You may ask why?  I have realised that this self-inflicted pain is bearable when I am mindful of my body’s response to it.  My legs burn as if a veld fire is rushing through them, but then I become aware of the other parts of my body – my deep smooth breathing, my heart pounding rhythmically in my heaving chest – and they are all okay.  Or on other occasions my breathing sounds like a steam train and it feels as though I might choke up a lung, but then I become aware of my heaving diaphragm, my tightly sucked in stomach, my clear head – they are still okay.  As a matter of fact, once I truly become aware of my body’s conversation with me, all these body parts are more than okay.  They are ecstatic, filled with adrenaline, excited, working hard but at peace, and proud!

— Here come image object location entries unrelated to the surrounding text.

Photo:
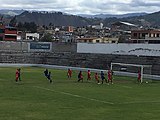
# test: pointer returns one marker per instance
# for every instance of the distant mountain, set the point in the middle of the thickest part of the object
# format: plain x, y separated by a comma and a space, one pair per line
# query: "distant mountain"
103, 16
148, 20
11, 12
56, 18
62, 19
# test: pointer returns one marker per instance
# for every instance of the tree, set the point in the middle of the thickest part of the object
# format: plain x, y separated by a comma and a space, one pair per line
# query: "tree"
13, 22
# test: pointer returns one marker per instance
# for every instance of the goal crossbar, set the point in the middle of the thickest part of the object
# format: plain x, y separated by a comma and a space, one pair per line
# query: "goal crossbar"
134, 65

I think for me it is not the fact that I am in this tranquil space of peace that makes me thrilled to be in this space.  One day it may happen that I will be pushing and I’m really not strong enough for it on the day, and I might become aware of other more frightening emotions.  It is the mere fact that when I’m here, in this space, I am wholly aware.  Don’t get me wrong. During my 20km time trial I wasn’t able to maintain this absolute awareness for the full 36 minutes.  My undisciplined mind still wandered ignorantly.  I would look up and not be able to see my fellow competitor in front of me, and then her ability to climb stronger gnawed at my mind.  The difference is that in this space it is easier to re-divert my awareness back to within me, because I have a crystal clear focus.  Ride as hard and as fast as my prepared body will allow me for a fleeting 20km.

That second last sentence has also been my epiphany for today – maybe I should find a focus for when I’m not in physical agony and just tending to day-to-day living to enable me to better maintain awareness.  So continues my discovery Journey!